= William Benton Overstreet =

American songwriter and pianist (1888–1935)

William Benton Overstreet (April 3, 1888 – June 23, 1935) was an American songwriter, bandleader and pianist in the early twentieth century.

==Biography==
Overstreet was born in Atchison, Kansas. He directed McCabe's Georgia Troubadours in 1910, and by the mid-1910s was working in Kansas City, Missouri, directing the Lyric Theatre Orchestra. A prominent bandleader of the period, he also ran a group backing the "Rag Shouters" with singer Estelle Morris in Chicago. By that time, he was using the word "jass" to describe his music. He worked at the Grand Theatre in Chicago between 1916 and 1922, and then worked in Harlem and in touring shows in the 1920s.

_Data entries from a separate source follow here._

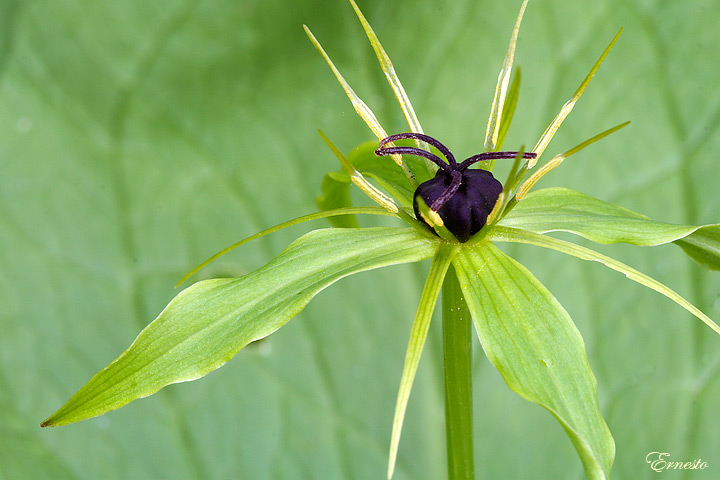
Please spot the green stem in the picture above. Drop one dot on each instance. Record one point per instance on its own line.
(457, 352)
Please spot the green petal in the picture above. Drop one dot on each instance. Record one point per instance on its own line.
(208, 323)
(418, 335)
(535, 346)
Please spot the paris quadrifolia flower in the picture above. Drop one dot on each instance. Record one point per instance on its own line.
(452, 212)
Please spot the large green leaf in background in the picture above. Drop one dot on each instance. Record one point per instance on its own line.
(136, 140)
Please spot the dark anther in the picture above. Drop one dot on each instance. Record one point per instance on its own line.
(463, 198)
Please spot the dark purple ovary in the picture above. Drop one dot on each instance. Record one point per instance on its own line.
(466, 212)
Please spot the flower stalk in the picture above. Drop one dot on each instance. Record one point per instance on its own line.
(457, 356)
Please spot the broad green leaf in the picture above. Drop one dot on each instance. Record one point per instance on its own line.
(209, 322)
(562, 209)
(703, 246)
(535, 346)
(335, 193)
(418, 335)
(506, 234)
(133, 149)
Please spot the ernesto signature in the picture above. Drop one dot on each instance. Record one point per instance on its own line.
(660, 461)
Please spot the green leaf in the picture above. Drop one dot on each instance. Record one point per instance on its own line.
(131, 150)
(561, 209)
(703, 246)
(209, 322)
(535, 346)
(507, 234)
(418, 335)
(335, 193)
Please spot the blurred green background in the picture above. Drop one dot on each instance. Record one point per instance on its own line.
(138, 138)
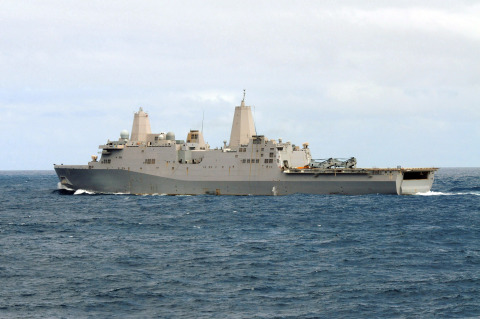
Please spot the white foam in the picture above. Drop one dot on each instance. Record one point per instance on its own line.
(61, 186)
(445, 194)
(430, 193)
(83, 191)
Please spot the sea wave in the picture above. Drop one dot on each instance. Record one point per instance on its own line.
(431, 193)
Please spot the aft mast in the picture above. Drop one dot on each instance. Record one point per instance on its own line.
(243, 127)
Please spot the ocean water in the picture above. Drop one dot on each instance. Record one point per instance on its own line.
(299, 256)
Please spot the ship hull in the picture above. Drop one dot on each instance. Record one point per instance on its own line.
(357, 182)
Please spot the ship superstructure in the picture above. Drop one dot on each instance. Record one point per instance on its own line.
(251, 164)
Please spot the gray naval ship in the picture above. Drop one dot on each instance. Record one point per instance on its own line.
(250, 164)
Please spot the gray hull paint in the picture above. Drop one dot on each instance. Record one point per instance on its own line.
(123, 181)
(157, 163)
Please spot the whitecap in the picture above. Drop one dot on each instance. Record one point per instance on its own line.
(83, 191)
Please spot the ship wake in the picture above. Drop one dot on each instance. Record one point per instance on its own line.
(431, 193)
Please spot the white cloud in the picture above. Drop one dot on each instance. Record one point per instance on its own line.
(317, 71)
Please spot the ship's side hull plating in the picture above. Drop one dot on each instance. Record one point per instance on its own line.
(124, 181)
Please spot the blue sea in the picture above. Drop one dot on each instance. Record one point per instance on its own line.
(299, 256)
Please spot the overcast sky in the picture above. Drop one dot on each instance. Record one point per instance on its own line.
(389, 82)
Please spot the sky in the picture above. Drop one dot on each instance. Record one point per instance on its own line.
(389, 82)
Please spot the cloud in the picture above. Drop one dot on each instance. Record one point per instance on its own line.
(335, 74)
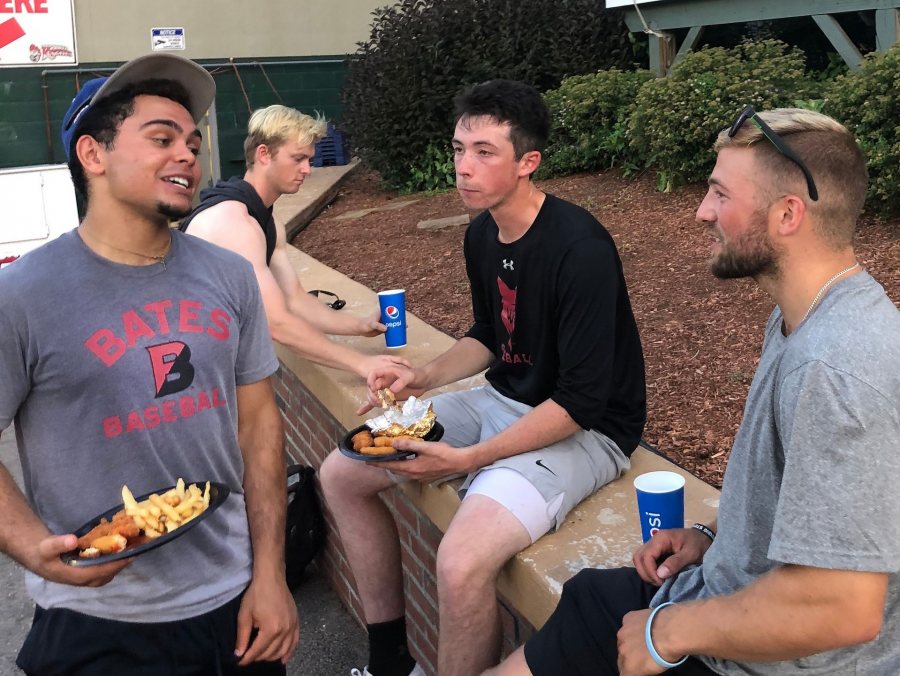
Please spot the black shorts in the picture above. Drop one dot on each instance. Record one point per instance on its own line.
(579, 639)
(63, 641)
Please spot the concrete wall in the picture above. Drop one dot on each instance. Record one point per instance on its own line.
(118, 30)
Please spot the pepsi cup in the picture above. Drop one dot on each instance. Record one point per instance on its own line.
(660, 502)
(393, 316)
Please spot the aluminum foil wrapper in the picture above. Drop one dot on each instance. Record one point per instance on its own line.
(415, 418)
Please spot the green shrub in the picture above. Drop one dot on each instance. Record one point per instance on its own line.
(590, 115)
(433, 171)
(867, 103)
(398, 95)
(677, 119)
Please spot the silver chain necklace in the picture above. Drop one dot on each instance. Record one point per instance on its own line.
(825, 288)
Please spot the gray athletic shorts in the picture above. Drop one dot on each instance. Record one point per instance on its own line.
(571, 469)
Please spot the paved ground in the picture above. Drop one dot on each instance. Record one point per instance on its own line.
(331, 642)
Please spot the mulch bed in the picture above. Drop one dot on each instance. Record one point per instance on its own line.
(701, 336)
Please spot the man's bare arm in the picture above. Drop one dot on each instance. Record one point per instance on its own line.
(792, 612)
(230, 226)
(267, 604)
(300, 303)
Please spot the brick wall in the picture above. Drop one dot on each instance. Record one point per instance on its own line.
(311, 433)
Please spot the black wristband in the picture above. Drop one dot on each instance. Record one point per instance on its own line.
(706, 530)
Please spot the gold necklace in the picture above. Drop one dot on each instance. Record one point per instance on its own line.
(825, 288)
(161, 258)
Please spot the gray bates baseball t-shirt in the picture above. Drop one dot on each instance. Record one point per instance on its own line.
(814, 475)
(119, 374)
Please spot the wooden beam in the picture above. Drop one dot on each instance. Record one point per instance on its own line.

As a songwriter, Overstreet was rated by Langston Hughes as one of the "better poets of jazz". He wrote the tune "The 'Jazz' Dance" (or "That 'Jazz' Dance"), published by Will Rossiter in 1917, and recorded by W. C. Handy's Orchestra the same year, the first known occurrence of the word in a song title. He also collaborated on songs with James "Slap Rag" White, and with Billy Higgins, with whom he composed the hit song "There'll Be Some Changes Made", published in 1921 and first recorded by Ethel Waters. The song was widely recorded, by Marion Harris, Fats Waller, Benny Goodman, Bob Wills, Peggy Lee, Billie Holiday, and others.

Overstreet was working as a music teacher in Milwaukee, Wisconsin, in 1930, and continued to make recordings as a piano accompanist into the early 1930s.

He died on June 23, 1935, in New York.